Isn’t that just the attitude we get, though, when trying to converse with those who promote Cultural Marxist Christianity? While our hope is to see the restoration of the Church and the returning of morality, we are treated as criminals for wanting to stop the demise. We want equally yoked marriages and the pews scream “RACIST!” We seek the better welfare of our own kin, and the congregant who sees a neighbor in a Somalian now views us as freshly-sworn-in Nazi members.
It is an amazing thing to stand back and observe, to be honest. Like a psychiatrist in a lab coat, we can walk around the rec room of the world’s asylum, jotting notes, thanking God that we drive home each night. However, if we relegate ourselves to only jotting notes, or only reading the jotted notes of other note-jotters, we tend to fall prey to our own weaknesses – namely, navel-gazing and purity-spiraling.
To return to the film: as time progresses, Mr. Incredible, who is now a father of three and working a terrible insurance job that robs him of his masculinity and sense of purpose in life, chooses to spend his free time staring at his wall of memorabilia from The Glory Days. His wife, “Elasti-Girl”, stuck with disobedient children and a disconnected husband and father, is exasperated.

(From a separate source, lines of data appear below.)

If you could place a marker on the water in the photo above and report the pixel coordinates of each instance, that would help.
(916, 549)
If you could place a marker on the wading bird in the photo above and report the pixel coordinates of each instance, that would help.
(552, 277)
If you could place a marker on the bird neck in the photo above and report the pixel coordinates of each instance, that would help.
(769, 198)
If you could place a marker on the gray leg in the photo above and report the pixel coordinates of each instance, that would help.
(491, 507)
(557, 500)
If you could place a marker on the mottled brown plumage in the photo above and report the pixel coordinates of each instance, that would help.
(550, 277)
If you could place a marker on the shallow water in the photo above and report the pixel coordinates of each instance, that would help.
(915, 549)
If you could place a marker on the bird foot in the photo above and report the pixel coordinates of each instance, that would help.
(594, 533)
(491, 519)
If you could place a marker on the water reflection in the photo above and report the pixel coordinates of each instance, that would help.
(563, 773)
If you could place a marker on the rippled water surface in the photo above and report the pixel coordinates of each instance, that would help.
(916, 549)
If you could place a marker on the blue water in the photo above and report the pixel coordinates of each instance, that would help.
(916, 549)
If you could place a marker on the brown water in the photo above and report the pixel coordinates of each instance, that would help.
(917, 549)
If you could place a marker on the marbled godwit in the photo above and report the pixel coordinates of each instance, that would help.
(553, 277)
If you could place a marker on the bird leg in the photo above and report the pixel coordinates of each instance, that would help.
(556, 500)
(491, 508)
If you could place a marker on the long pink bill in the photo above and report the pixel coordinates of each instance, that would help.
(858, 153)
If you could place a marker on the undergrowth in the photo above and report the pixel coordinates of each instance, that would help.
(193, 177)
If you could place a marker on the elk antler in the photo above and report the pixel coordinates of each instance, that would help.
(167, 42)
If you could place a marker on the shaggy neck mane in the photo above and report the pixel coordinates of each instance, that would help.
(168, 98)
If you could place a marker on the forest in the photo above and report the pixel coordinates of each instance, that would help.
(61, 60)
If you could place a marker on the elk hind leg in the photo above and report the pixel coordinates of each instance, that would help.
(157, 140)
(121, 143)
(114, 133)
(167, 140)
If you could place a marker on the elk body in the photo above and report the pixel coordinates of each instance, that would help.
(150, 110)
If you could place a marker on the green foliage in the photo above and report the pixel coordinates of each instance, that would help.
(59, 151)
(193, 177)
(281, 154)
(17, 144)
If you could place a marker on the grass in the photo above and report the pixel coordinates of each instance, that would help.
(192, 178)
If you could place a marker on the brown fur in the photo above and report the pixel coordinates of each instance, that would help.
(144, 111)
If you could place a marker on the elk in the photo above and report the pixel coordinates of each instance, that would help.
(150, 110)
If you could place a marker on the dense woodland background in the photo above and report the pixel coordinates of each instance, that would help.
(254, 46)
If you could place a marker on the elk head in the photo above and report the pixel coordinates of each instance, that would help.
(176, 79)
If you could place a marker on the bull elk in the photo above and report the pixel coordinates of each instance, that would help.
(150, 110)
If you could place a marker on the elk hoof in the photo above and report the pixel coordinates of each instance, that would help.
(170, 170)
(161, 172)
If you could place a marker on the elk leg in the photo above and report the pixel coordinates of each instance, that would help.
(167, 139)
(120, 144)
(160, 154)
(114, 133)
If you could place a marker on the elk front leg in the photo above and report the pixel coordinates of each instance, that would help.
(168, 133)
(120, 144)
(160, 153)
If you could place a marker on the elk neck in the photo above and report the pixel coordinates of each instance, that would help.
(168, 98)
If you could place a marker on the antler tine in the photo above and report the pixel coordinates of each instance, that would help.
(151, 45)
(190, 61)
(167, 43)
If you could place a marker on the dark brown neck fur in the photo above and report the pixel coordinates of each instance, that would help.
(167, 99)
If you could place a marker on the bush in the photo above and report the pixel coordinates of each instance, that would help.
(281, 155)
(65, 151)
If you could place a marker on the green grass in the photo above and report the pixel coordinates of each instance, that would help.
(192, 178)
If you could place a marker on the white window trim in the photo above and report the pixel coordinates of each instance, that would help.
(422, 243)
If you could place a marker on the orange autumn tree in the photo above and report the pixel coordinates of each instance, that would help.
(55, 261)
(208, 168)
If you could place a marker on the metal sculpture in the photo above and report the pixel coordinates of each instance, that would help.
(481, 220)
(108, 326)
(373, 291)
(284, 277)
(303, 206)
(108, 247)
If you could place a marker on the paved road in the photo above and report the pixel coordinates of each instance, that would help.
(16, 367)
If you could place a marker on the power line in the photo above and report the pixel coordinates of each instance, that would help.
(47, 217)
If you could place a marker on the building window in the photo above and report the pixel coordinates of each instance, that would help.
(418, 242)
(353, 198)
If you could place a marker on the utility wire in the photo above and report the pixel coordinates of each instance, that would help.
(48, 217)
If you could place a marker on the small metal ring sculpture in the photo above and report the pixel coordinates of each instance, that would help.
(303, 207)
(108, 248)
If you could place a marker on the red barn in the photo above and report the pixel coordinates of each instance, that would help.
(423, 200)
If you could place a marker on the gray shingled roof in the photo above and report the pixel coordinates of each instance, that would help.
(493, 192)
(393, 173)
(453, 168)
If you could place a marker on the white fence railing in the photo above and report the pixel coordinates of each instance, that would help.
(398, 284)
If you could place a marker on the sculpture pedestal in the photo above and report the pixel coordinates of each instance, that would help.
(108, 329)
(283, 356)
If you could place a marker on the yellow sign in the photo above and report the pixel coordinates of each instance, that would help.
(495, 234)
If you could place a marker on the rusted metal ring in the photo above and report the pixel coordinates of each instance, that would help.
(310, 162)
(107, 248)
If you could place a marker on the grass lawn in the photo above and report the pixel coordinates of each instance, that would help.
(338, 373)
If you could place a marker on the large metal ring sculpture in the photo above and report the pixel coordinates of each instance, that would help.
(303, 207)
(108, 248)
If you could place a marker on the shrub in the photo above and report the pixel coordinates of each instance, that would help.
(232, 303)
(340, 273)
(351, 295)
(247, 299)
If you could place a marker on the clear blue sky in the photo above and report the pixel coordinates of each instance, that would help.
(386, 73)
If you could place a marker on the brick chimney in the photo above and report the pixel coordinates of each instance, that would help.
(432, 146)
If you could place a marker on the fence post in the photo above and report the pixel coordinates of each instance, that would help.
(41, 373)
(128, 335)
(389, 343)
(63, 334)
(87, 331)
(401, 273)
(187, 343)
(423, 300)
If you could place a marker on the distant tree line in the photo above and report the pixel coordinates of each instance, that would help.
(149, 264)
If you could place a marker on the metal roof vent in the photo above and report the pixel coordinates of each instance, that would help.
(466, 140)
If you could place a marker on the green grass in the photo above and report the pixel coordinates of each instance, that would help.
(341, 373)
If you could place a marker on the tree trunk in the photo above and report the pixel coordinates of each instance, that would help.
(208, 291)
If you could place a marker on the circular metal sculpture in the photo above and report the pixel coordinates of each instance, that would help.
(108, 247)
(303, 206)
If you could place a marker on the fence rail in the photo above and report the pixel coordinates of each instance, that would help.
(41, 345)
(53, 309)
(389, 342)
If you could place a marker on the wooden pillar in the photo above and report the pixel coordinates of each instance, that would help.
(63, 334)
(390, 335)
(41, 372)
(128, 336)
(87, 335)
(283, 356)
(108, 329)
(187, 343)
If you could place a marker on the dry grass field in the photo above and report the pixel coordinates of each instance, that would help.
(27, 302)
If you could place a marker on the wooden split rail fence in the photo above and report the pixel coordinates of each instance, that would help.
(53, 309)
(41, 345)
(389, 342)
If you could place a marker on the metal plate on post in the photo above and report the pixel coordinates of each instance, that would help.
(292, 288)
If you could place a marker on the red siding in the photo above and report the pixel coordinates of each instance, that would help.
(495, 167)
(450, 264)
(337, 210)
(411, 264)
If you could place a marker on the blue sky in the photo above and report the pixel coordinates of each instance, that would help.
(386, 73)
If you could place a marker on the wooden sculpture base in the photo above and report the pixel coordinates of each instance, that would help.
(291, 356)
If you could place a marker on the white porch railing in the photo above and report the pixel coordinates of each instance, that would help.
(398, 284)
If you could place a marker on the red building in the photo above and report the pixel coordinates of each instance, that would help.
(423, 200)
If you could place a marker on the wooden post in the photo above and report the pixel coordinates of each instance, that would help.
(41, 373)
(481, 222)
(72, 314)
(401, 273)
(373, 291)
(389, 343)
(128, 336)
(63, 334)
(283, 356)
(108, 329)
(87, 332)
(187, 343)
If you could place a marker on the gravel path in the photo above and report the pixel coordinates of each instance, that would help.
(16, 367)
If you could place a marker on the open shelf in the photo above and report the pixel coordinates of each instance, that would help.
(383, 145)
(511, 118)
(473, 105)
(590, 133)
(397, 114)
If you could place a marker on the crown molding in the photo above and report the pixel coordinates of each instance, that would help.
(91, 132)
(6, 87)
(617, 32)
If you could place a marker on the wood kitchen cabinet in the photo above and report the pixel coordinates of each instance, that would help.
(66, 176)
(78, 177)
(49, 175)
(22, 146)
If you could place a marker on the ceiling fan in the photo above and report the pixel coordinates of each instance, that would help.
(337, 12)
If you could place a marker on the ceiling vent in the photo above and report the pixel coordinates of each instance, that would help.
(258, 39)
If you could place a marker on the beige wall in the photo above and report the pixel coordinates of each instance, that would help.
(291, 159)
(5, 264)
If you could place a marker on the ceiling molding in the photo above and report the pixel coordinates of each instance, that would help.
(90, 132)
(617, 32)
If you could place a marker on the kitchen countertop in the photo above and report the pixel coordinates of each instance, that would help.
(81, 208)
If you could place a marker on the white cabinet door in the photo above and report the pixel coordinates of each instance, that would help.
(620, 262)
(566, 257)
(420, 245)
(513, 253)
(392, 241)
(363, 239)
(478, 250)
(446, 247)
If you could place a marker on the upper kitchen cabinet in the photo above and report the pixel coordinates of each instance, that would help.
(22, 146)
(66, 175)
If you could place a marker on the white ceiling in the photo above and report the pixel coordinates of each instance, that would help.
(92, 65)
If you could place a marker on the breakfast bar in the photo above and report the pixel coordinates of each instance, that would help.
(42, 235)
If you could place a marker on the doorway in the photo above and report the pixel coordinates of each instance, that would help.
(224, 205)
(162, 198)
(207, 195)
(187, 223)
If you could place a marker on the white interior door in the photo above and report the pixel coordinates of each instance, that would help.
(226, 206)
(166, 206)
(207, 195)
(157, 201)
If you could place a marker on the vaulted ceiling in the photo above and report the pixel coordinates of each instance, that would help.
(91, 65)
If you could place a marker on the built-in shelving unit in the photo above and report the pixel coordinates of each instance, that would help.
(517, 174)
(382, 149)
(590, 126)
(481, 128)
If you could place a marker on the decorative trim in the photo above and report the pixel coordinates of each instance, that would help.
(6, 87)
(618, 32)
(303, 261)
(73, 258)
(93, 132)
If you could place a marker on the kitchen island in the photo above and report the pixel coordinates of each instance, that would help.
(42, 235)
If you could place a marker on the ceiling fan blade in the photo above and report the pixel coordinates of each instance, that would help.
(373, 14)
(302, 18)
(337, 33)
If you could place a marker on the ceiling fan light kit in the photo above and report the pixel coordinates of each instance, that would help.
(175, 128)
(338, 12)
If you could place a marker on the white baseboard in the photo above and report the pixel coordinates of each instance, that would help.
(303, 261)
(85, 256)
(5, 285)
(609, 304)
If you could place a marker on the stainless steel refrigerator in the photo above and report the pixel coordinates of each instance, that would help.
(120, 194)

I find this a pertinent lesson and reminder for those of us facing the challenge of living as a traditionalist Christian family in today’s climate. We can swing rapidly from bitterness to exasperation, wishing at one moment that we could at least attain a level of social morality that could be found in some certain time period and at the next moment wishing that we could taste steak again, as Cypher so aptly put it in The Matrix.
But in the meantime, the best thing that requires our energy and devotion is our family – their wellbeing, their growth and expansion, and the solid formation on which they are to stand.
To conclude: the nemesis of the movie, named Syndrome, has been exterminating all of the Supers one by one. His goal is to create a weapon that only he, with his technology, can destroy. The best line of the movie belongs to him when he states that he will sell his technology to everyone so that “Everyone can be super! And when everyone’s super… no one will be.”
We aren’t all super. My goodness, it isn’t a complicated thing to understand. We aren’t all beautiful, smart, ambitious, or creative. And with the “church” teaching its patrons that we are, what follows is the melting of Christianity into the World – the very thing we are instructed to be apart from.
I’ve found the return to normalcy – the normalcy of promoting large and healthy families, wives that manage the home, and husbands that lead rather than be cuckolded – is our version of being the unseen “superhero.” Earlier this year, the whole world supposedly celebrated International Women’s Day, and yet the only women I saw being celebrated were those serving minorities, those who did not fit traditional beauty standards, and those who spent more time outside of the home than inside tending it. It is, yet again, the idea that we are all special simply because we ARE. “I think, therefore I am perfect.”
We have to fight this. We have to fight against the elimination of definitions, boundaries, and hierarchy by embracing the very definitions that make us who we are. As no one can serve two masters, so also no one can be both synonym and antonym. No better group is better poised to fight it than we, who can actually acknowledge our personal limits while simultaneously seeing the strengths of the group as a whole.
As the Western church dies and turns to entertainment as a form of recruitment, we must ever cling to Truth, the definition of it, and the teaching of it to our children.